Generator generator = new Generator();
ObservableSatellite receiver = generator.addPropagator(buildPropagator());
final Orbit o1 = context.initialOrbit;
// for the second satellite, we simply reverse velocity
final Orbit o2 = new KeplerianOrbit(new PVCoordinates(o1.getPVCoordinates().getPosition(),
                                                      o1.getPVCoordinates().getVelocity().negate()),
                                    o1.getFrame(), o1.getDate(), o1.getMu());
ObservableSatellite remote = generator.addPropagator(new KeplerianPropagator(o2));
final double step = 60.0;

// beware that in order to avoid deadlocks, the slave PV coordinates provider
// in InterSatDirectViewDetector must be *different* from the second propagator
// added to generator above! The reason is the event detector will be bound
// to the first propagator, so it cannot also refer to the second one at the same time
// this is the reason why we create a *new* KeplerianPropagator below
generator.addScheduler(new EventBasedScheduler<>(getBuilder(new Well19937a(seed), receiver, remote),
                                                 new FixedStepSelector(step, TimeScalesFactory.getUTC()),
                                                 generator.getPropagator(receiver),
                                                 new InterSatDirectViewDetector(context.earth, new KeplerianPropagator(o2)),
                                                 SignSemantic.FEASIBLE_MEASUREMENT_WHEN_POSITIVE));

final double period = o1.getKeplerianPeriod();
AbsoluteDate t0     = o1.getDate().shiftedBy(startPeriod * period);
AbsoluteDate t1     = o1.getDate().shiftedBy(endPeriod   * period);
SortedSet<ObservedMeasurement<?>> measurements = generator.generate(t0, t1);

The important part is that we build two different propagators for orbit o2. In this case, they are both Keplerian propagators for testing purposes, but of course for accurate measurements generation you need to build proper numerical propagators with full force models.
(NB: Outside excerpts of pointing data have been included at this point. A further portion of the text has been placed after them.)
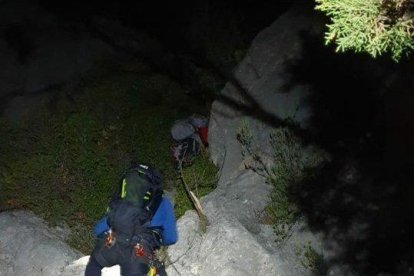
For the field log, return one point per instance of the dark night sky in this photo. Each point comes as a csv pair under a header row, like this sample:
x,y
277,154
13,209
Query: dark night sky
x,y
169,20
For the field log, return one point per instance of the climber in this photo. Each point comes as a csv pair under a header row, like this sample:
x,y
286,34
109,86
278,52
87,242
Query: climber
x,y
140,219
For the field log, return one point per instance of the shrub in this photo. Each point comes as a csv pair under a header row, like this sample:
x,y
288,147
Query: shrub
x,y
372,26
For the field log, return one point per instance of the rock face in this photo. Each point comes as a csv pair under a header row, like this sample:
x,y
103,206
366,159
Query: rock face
x,y
29,247
42,55
235,242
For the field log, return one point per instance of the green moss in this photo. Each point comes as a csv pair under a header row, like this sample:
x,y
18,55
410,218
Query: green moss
x,y
64,165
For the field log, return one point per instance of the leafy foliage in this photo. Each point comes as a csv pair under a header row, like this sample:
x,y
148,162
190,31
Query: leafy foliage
x,y
291,162
372,26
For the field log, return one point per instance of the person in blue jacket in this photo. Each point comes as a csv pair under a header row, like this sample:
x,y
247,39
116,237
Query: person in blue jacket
x,y
134,260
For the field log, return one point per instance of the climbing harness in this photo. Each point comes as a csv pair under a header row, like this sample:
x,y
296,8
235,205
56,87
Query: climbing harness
x,y
139,250
110,239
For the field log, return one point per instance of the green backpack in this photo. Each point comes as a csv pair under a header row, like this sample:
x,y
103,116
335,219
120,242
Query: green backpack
x,y
135,201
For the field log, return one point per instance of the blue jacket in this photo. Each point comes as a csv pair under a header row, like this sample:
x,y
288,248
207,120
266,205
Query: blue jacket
x,y
163,219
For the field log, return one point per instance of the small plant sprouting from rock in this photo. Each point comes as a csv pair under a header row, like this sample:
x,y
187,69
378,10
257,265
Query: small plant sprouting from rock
x,y
310,258
291,164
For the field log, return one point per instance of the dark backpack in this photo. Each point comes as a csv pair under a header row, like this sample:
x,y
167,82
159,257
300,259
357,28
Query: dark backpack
x,y
135,201
188,137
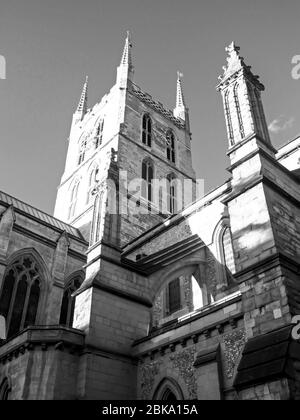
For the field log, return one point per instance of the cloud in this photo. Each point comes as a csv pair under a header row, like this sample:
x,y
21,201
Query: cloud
x,y
281,124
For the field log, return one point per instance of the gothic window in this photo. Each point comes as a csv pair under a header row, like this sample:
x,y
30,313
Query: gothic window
x,y
173,296
4,390
171,193
228,250
170,139
20,296
96,224
93,178
99,134
73,200
147,130
228,118
147,177
68,303
82,151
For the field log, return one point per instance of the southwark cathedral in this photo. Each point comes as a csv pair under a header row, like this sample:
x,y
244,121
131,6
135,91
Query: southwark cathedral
x,y
139,288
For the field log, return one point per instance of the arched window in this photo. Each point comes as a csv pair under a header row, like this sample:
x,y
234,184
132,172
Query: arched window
x,y
147,130
171,194
173,297
73,200
96,233
170,139
93,178
147,176
82,151
99,134
228,250
20,295
68,303
168,390
4,390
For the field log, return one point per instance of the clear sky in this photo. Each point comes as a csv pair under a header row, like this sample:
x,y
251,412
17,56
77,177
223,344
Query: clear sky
x,y
50,45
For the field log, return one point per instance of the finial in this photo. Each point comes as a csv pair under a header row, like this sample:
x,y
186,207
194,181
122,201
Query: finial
x,y
82,105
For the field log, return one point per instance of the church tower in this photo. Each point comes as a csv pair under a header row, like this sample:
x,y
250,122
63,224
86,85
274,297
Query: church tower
x,y
148,146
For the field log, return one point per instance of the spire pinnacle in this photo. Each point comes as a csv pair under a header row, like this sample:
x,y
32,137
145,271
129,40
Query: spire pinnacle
x,y
82,105
180,103
235,63
125,69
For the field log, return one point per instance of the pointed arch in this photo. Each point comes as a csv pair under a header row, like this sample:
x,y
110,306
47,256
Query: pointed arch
x,y
228,117
147,177
172,193
73,198
24,291
168,390
99,132
224,253
92,180
73,283
238,109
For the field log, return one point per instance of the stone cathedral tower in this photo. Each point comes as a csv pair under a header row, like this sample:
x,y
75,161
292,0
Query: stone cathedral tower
x,y
124,294
133,136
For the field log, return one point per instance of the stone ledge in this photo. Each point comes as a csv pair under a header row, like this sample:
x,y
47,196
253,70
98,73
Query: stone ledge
x,y
58,337
266,358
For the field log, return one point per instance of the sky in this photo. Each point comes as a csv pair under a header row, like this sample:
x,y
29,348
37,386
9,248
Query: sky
x,y
51,45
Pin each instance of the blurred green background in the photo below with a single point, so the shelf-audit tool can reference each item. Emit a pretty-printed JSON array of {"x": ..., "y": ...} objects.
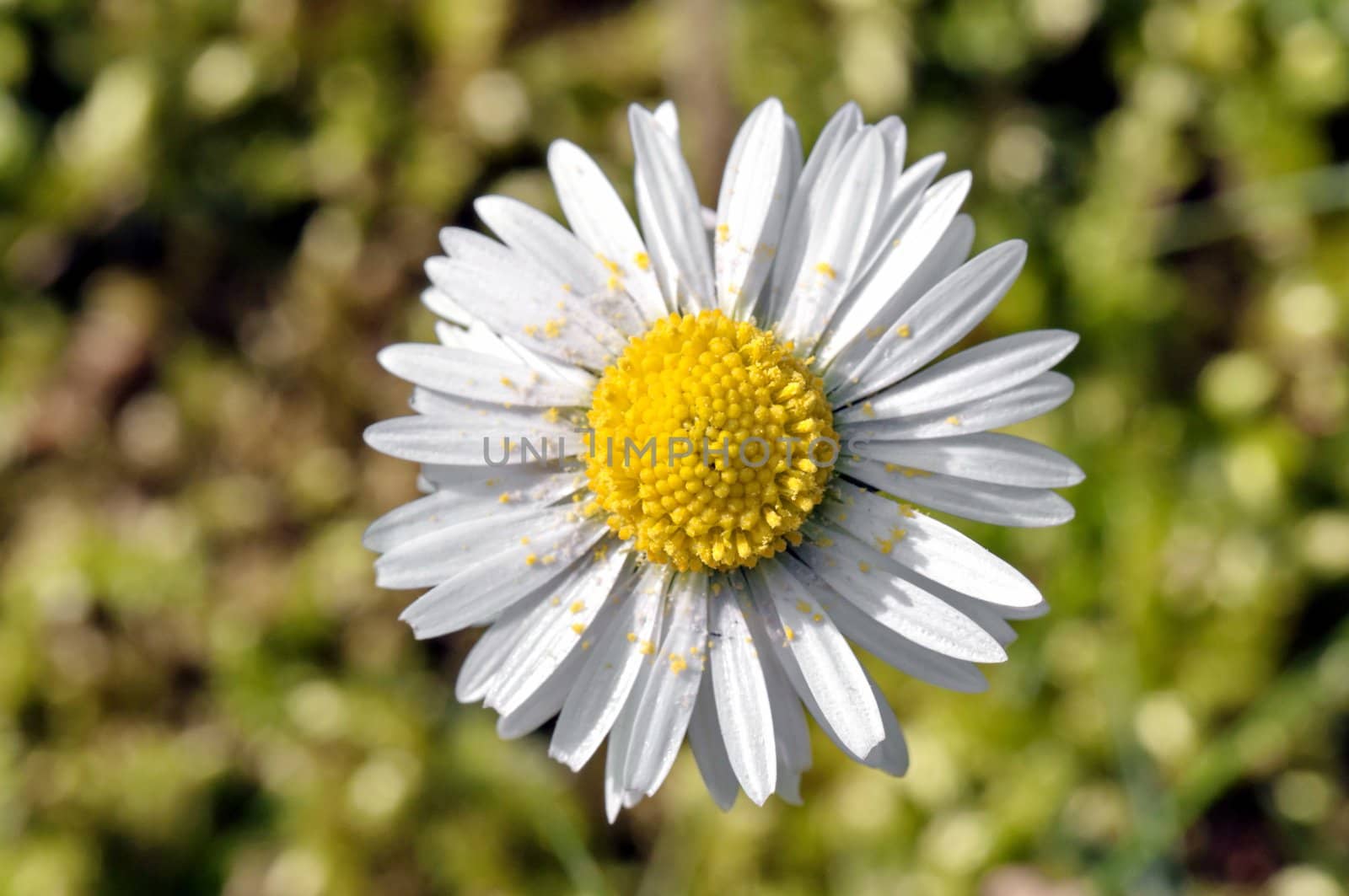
[{"x": 213, "y": 213}]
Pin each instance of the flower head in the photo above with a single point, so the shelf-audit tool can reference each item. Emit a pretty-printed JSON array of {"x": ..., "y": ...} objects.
[{"x": 678, "y": 469}]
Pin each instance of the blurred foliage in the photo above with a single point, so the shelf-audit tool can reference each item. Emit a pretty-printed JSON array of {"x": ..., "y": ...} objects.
[{"x": 213, "y": 212}]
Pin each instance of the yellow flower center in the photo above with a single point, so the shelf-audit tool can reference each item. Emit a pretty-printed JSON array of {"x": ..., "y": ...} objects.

What you experience is probably a deadlock as explain in the comment.

You can also consider using ephemeris mode to avoid repeating the integration twice. Something like:

NumericalPropagator n = ...;
n.setEphemerisMode();
n.propagate(a, b)
Propagator e1 = n.getGeneratedEphemeris();
Propagator e2 = e1.getGeneratedEphemeris;

Now e1 and e2 should use the same in memory ephemeris, but be otherwise be independent. Perhaps faster but uses more memory. Note that I didn’t test the code above.

@luc @evan.ward
Thanks a lot for your suggestions and help! Now it wroks fine. Many thanks!